Honest-about-the-baseline: a production anomaly detector would compare observed βˆ’ forecast. The NWS doesn't serve a historical forecast archive we can diff against, so this demo uses each station's hour-of-day median across a rolling 7-day window as a proxy baseline β€” and falls back to the station's overall daily median for hour-buckets too sparse to trust (< 3 samples). The _nws.baseline_source field in every feed item is explicit about which one was used so downstream consumers know what they're diffing.

Discoverable feed: this page advertises /feed.json (and an anomalies-only variant) via <link rel="alternate" type="application/feed+json"> in the page head. Point a JSONFeed reader, a discover job, or feed.works itself at this URL and you get the same scored items the UI shows β€” the server uses the exact same scoring module the browser does.

Loading 24-hour observation window…

Recent JSONFeed items (0)

Waiting for the first observation tick…

How this works

  • Our nightly Lambda fetches the last 7 days of METAR observations for ~20 curated stations from api.weather.gov, writes a single JSON blob to S3 + CloudFront.
  • Your browser downloads that blob (~50 KB gzipped, cached).
  • Per station, we compute a hour-of-day baseline (median cloud cover for each UTC hour of day) and build a T-Digest of residuals (observed βˆ’ baseline). Streaming quantile sketch, all in-browser, no model download.
  • Every 5 seconds, the next observation is replayed. We score its residual against the station's digest and emit a JSONFeed item carrying the observation, the baseline, the residual, and the percentile β€” all under the _nws extension.
  • The server-side /feed.json route shares the same scoring module with the island, so the discoverable feed and the live UI agree about what's an anomaly.
  • Turn on webhook-echo and every anomaly is POSTed to the shared /api/demos/webhook-echo sink β€” exactly the shape a real integrator would see.

What's in the feed

Every item's _nws extension is self-contained β€” a consumer doesn't have to re-fetch the baseline or re-run scoring:

{
  "_nws": {
    "station_id": "KPHX",
    "observed_at": "2026-04-20T15:53:00Z",
    "raw": "METAR KPHX 201553Z ...",
    "observed_percent": 87.5,
    "baseline_percent": 37.5,
    "baseline_source": "hour_of_day_median_24h",
    "residual_percent": 50.0,
    "percentile": 0.97,
    "anomaly_score": 1.88,
    "anomaly": true
  }
}

Userland is free to use the precomputed residual, to subtract themselves, or to score against their own baseline model. All three work from this one feed.
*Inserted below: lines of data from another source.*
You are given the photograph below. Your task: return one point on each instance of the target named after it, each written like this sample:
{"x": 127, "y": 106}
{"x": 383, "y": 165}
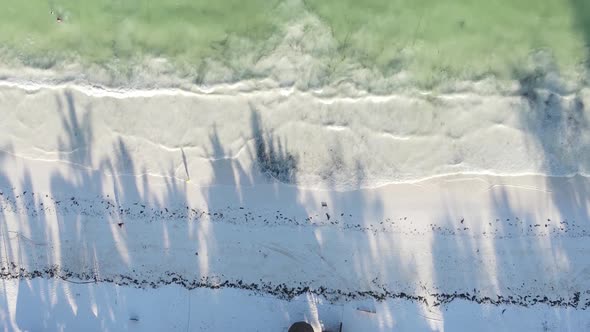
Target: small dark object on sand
{"x": 301, "y": 327}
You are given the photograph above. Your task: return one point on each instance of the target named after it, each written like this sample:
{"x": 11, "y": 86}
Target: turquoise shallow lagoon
{"x": 375, "y": 44}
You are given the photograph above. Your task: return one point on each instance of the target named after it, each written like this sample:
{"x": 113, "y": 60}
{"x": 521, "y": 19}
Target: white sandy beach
{"x": 441, "y": 212}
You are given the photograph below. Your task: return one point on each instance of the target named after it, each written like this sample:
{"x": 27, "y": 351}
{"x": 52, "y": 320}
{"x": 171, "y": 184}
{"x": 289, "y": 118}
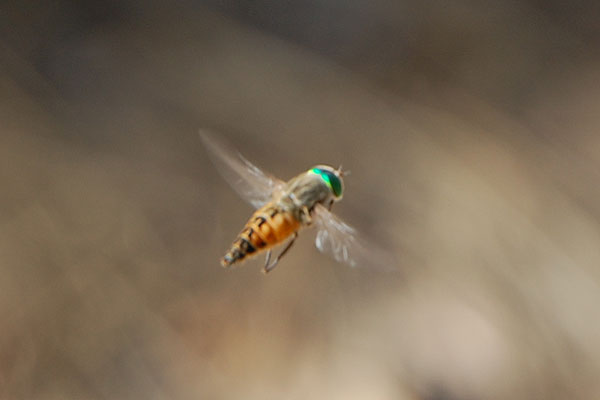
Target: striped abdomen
{"x": 268, "y": 226}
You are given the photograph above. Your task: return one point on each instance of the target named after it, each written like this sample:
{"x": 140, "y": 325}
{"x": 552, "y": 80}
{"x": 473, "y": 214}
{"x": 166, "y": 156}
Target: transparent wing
{"x": 346, "y": 245}
{"x": 249, "y": 181}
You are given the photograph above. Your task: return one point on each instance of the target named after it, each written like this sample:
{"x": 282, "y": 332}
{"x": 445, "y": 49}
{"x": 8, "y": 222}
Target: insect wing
{"x": 249, "y": 181}
{"x": 345, "y": 244}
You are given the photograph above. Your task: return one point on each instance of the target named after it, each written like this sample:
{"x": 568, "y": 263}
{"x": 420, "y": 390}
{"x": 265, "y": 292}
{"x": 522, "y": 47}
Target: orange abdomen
{"x": 267, "y": 227}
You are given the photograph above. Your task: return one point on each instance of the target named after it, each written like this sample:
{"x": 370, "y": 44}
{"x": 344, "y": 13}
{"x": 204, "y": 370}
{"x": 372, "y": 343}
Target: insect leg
{"x": 269, "y": 267}
{"x": 267, "y": 260}
{"x": 305, "y": 213}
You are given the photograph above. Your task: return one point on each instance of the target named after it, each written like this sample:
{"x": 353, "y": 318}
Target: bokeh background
{"x": 470, "y": 128}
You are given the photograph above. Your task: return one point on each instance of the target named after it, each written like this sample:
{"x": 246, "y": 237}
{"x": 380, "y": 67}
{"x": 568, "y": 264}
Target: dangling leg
{"x": 267, "y": 260}
{"x": 269, "y": 267}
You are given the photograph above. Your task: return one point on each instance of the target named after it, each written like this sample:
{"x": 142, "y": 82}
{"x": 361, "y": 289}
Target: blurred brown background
{"x": 471, "y": 129}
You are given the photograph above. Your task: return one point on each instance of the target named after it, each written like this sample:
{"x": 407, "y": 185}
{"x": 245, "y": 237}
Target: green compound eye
{"x": 331, "y": 179}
Corpus: 7-day rolling window across desert-southwest / central-valley / pacific-northwest / mountain-west / midwest / northeast / southeast stations. Refresh: daily at 04:15 UTC. The _nws.baseline_source field is hour_of_day_median_24h when the station's bucket for that UTC hour holds enough samples (β‰₯ 3) and falls back to daily_median_24h otherwise, so sparse stations still get a sensible baseline.